Figure 2A contains the schematic of the sensing phenomenon in action. Figure 2B shows the change in the transmission spectra after the cardiac troponin molecules bind to the functionalized chip surface. At low concentrations, there is a linear shift in the band with the troponin level. The shift in the band position can be fitted well to a binding isotherm with an R2 value of 0.995. Upon closer observation, 30 ng/mL seems to be the concentration at which the isotherm indicates the onset of saturation (Figure 2C).

Figure 3A shows the sensorgram from the interaction of serum with the chip surface of a modified GLC chip in an XPR36 setup. The capture of cTnI is shown by the rise in the signal. Thereafter, the dissociation of cTnI in a PBST medium (1x PBS, 0.05% tween 20) can be observed as the signal decreases from 120 - 660 s. Injecting glycine (the regeneration solution) for 1 min reduced the signal to 0, indicating the regeneration of the sensing surface through the complete disengagement of cTnI. The sensorgram for the subsequent association of cTnI to the regenerated chip surface is shown in the inset of Figure 3A. The same protocol (i.e., immersing in glycine solution for 1 min) was used to regenerate the nanohole array surface. Figure 3B shows that the position of band 2 shifts back to its original position, thereby confirming the success of the regeneration step.

Figure 1
Figure 1: Characterization of the nanohole array. (A) Simplified schematic of the experimental setup. (B) Scanning electron microscope image of the nanohole array. (C) Comparison between the simulated spectrum and the experimentally measured transmission spectrum in an aqueous environment. (D) The near field distribution as simulated in COMSOL for bands I and III, seen in a cross-sectional view. Red represents stronger near-field distribution. The unit shown in the color bar is |E|, the distribution of the optical field, taken in log scale. (E) Experimentally measured transmission spectra of the nanohole array in environments with standard refractive index liquids (1.31 to 1.39). (F) Bulk sensitivities of the three transmission bands (I-III) to changes in RI measured in the visible to NIR range. Black square: band I, red circle: band II, blue triangle: band III. The figure has been modified from Ding et al.14 under a CC BY license. Please click here to view a larger version of this figure.

Figure 2
Figure 2: The nanohole array used as a biosensor. (A) Schematic of the nanohole array being used as a biosensor for detecting cTnI. (B) The change in the transmission spectrum of the biosensor upon interacting with human cTnI at a 30 ng/mL concentration in a background of serum.
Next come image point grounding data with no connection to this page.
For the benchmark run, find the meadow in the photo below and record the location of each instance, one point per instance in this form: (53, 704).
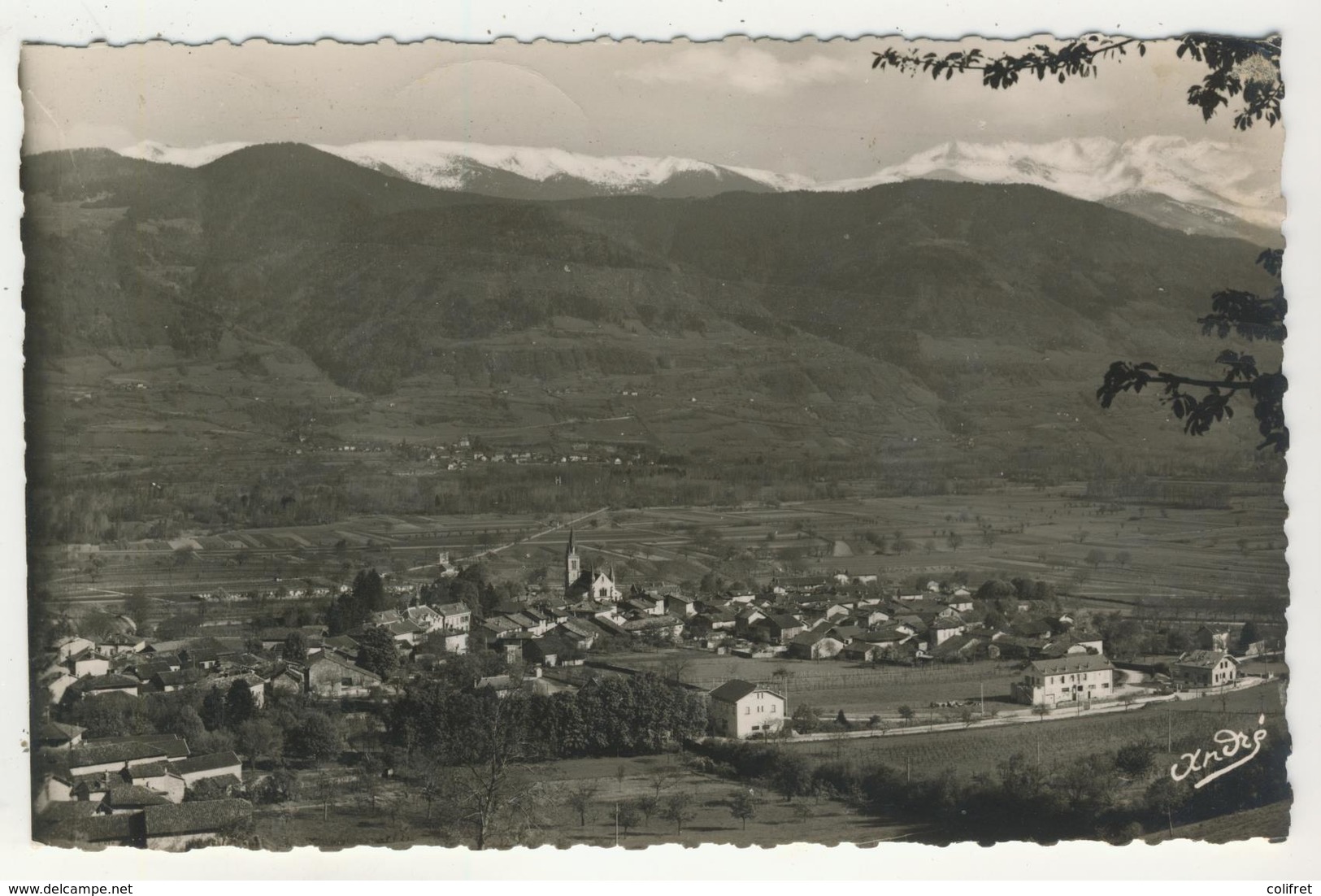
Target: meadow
(1183, 563)
(1171, 727)
(393, 816)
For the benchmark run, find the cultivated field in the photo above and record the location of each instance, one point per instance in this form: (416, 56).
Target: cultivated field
(838, 685)
(1062, 741)
(394, 816)
(1192, 564)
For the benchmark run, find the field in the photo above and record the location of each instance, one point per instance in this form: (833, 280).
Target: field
(838, 685)
(399, 818)
(1179, 563)
(1266, 821)
(391, 813)
(1062, 741)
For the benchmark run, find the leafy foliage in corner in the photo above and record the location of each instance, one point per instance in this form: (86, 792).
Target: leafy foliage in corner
(1238, 67)
(1232, 311)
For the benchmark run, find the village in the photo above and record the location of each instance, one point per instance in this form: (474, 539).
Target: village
(169, 743)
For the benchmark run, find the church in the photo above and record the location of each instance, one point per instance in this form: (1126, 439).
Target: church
(585, 583)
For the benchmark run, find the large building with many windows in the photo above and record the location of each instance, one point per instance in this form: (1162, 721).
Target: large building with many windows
(1071, 680)
(741, 709)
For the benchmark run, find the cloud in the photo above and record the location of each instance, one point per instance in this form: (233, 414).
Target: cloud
(746, 69)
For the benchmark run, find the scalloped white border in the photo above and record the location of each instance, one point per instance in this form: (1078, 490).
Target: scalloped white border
(72, 21)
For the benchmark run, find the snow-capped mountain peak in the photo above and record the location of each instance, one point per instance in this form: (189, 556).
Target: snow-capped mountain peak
(1162, 179)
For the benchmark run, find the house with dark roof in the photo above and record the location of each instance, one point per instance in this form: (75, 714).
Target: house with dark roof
(580, 633)
(1073, 678)
(331, 674)
(781, 628)
(111, 684)
(815, 645)
(194, 824)
(128, 798)
(95, 758)
(57, 735)
(740, 709)
(211, 765)
(945, 628)
(90, 661)
(1204, 669)
(662, 627)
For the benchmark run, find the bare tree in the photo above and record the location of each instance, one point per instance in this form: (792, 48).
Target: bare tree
(680, 809)
(492, 789)
(580, 798)
(674, 668)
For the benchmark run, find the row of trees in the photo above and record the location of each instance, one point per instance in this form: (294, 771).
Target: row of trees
(218, 720)
(611, 715)
(1021, 800)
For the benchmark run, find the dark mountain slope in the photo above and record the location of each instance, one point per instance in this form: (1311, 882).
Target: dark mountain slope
(942, 304)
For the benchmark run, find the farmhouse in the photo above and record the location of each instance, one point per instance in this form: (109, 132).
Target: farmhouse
(329, 674)
(189, 824)
(207, 767)
(454, 617)
(112, 684)
(1204, 669)
(1067, 680)
(815, 645)
(739, 709)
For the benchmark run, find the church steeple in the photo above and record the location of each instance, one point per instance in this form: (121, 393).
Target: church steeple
(572, 566)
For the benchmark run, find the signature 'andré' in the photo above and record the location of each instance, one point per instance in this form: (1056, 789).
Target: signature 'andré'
(1230, 744)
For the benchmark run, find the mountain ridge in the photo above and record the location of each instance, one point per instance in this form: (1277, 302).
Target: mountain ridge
(949, 308)
(1152, 177)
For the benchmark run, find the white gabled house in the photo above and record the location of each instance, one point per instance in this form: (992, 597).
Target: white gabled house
(740, 709)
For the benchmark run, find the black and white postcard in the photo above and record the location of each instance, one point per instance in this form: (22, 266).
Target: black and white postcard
(621, 443)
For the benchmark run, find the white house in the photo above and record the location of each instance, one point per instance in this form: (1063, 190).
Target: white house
(740, 709)
(1071, 678)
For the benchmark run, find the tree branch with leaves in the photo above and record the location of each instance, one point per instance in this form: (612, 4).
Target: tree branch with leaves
(1238, 67)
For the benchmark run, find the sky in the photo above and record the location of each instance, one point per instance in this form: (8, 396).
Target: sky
(806, 107)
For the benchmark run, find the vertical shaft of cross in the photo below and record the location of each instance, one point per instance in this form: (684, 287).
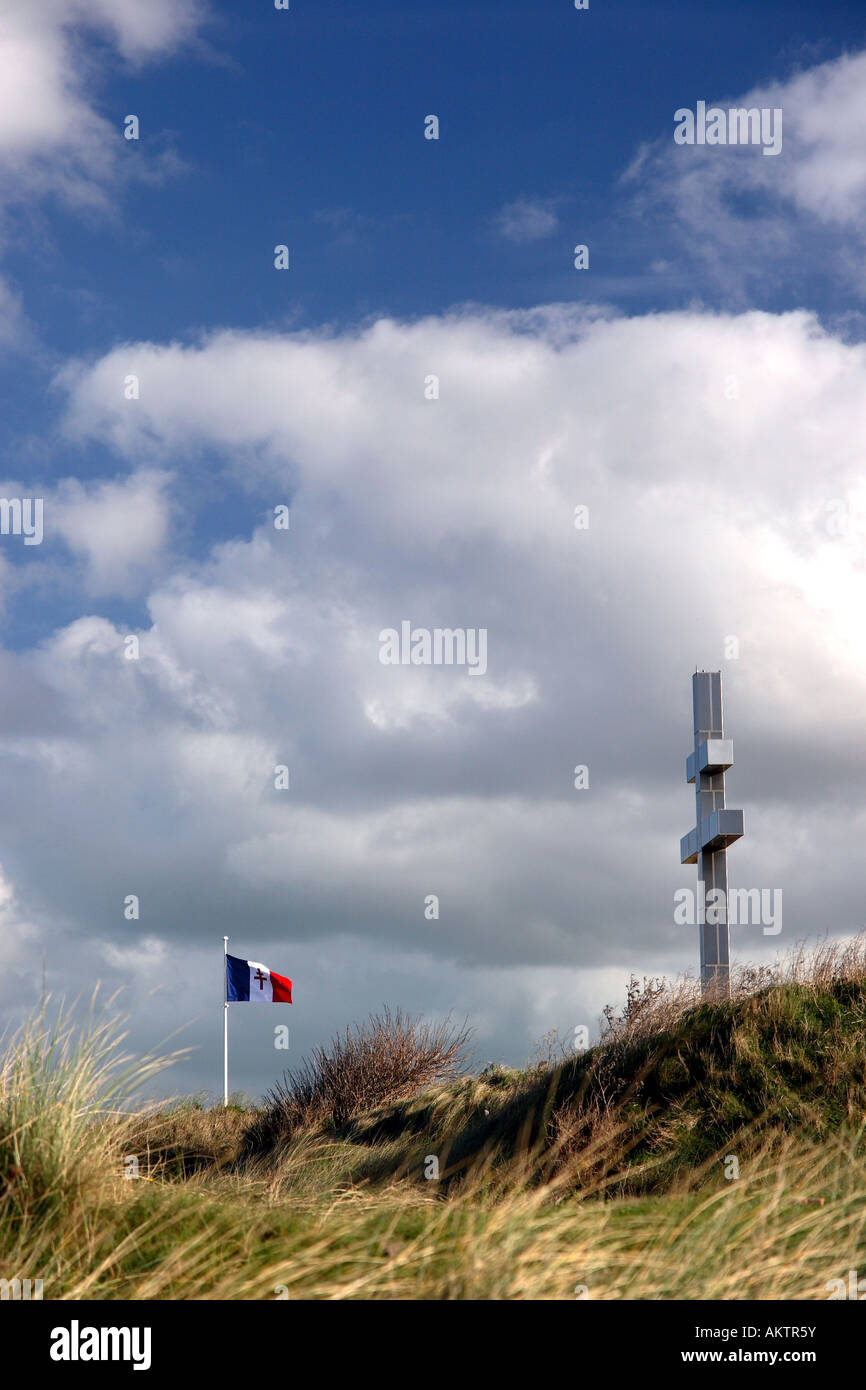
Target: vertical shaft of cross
(716, 827)
(712, 863)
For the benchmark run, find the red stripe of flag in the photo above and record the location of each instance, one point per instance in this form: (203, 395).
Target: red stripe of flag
(282, 988)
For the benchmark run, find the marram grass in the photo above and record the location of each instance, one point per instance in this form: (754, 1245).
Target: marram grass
(531, 1214)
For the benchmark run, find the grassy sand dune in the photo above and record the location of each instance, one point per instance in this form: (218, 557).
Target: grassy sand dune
(704, 1150)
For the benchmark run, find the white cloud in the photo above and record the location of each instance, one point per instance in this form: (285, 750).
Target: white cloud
(751, 220)
(52, 135)
(118, 528)
(528, 220)
(708, 516)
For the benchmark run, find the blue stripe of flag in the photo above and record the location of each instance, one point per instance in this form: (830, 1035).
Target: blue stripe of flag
(237, 979)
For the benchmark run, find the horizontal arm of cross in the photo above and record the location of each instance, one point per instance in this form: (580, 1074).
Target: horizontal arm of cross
(715, 831)
(715, 755)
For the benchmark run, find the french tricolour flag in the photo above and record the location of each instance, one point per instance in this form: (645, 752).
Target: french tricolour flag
(246, 982)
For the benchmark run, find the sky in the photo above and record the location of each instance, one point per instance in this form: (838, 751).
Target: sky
(426, 392)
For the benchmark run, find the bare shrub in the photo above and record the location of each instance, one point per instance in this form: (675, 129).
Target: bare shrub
(389, 1058)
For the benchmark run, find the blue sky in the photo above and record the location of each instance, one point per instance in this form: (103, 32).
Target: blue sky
(699, 387)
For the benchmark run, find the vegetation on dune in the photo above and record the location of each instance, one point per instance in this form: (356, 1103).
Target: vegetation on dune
(608, 1172)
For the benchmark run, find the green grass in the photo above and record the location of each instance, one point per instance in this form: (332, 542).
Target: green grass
(608, 1171)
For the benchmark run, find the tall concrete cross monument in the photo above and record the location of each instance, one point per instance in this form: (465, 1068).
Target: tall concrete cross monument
(716, 827)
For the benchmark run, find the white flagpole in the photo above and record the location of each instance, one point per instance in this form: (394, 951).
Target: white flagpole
(225, 1020)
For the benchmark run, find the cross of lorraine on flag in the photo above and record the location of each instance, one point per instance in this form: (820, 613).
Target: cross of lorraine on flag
(248, 982)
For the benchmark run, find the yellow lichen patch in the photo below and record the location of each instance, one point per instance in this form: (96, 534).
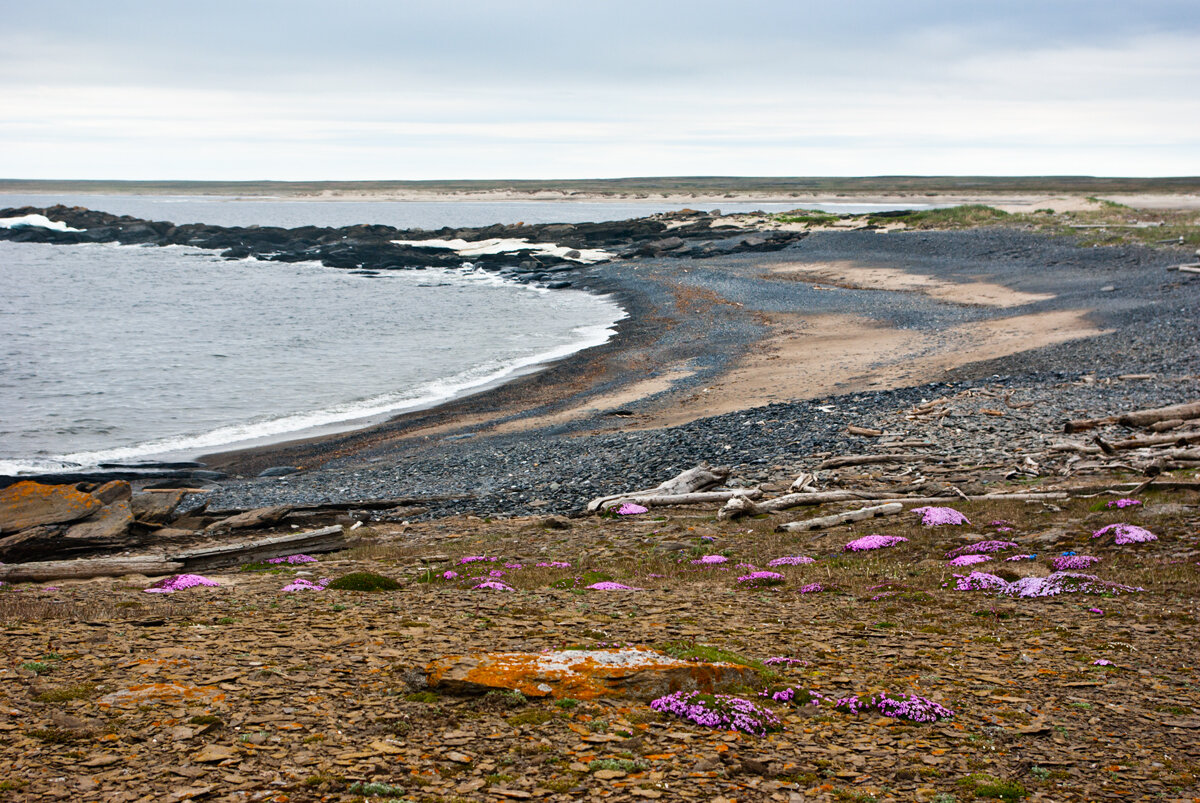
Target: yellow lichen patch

Blue: before interaction, red: after interaction. The dotted circle indicates the band being tracked. (C) The shift in wavelength for band II at different concentrations of troponin (2.5 ng/mL, 7.5 ng/mL, 30 ng/mL, and 75 ng/mL). The error bars show the standard deviation amongst the n = 3 chips used for each measurement. The figure has been modified from Ding et al.14 under a CC BY license. Please click here to view a larger version of this figure.

Figure 3
Figure 3: Regeneration of the sensor surface. (A) An SPR sensorgram from XPR36 showing the injection of analyte (cTnI) followed by the injection of glycine to regenerate the sensor surface. Subsequent detection measurements of different concentrations of cTnI against the serum background are shown in the inset. The red bar represents the initial value, while the black bar shows the measurement after the regeneration of the surface with the protocol described in the text. (B) The shift in the band wavelengths observed after regeneration of a nanohole biosensor chip. σ: standard deviation of shifts in the wavelength of the band position. The figure has been modified from Ding et al.14 under a CC BY license. Please click here to view a larger version of this figure.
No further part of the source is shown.